To ensure a high-quality experience for both attendees and trainers, each workshop will have a limited number of seats to enable effective instruction.

These workshops are a special event preceding the main conference. Workshops and the main conference are ticketed separately.

Depending on the workshop (details below), attendees should bring their laptops to work on exercises throughout the day. Workshops will typically feature a mix of lectures and instructor-led demonstrations, based on the trainer’s unique style.

All workshops are €549 (including VAT).

Schedule

Registration begins at 9:00 am and workshop runs from 10:00 AM to 6:00 PM, with scheduled breaks for coffee and lunch.

Lunch and refreshments are included with the ticket and will be provided throughout the day-long event.

Workshop Details

Below are details for each scheduled workshop. All workshops run concurrently in adjacent rooms at Breepark in Breda, the Netherlands. More information about Breda and the venue may be found on our front page.

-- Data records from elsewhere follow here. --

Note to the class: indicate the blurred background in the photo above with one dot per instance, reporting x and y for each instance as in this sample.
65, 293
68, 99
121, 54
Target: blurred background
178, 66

C++23 – A Deep Overview to Use it in Practice

Nicolai Josuttis

Nicolai Josuttis (www.josuttis.com) is well-known in the community for his authoritative books and talks. For more than 25 years he has been a member of the C++ Standard Committee. He is the author of several worldwide best-sellers, including: “C++20: The Complete Guide”, “C++17: The Complete Guide”, “C++ Move Semantics: The Complete Guide”, “The C++ Standard Library: A Tutorial and Reference”,  “C++ Templates: The Complete Guide” (w/ David Vandevoorde & Doug Gregor). “C++23: The Complete Guide” is on its way.

About the Workshop

Please bring your favorite text editor (or paper/pen/pencil, if you prefer) for any note-taking you might want.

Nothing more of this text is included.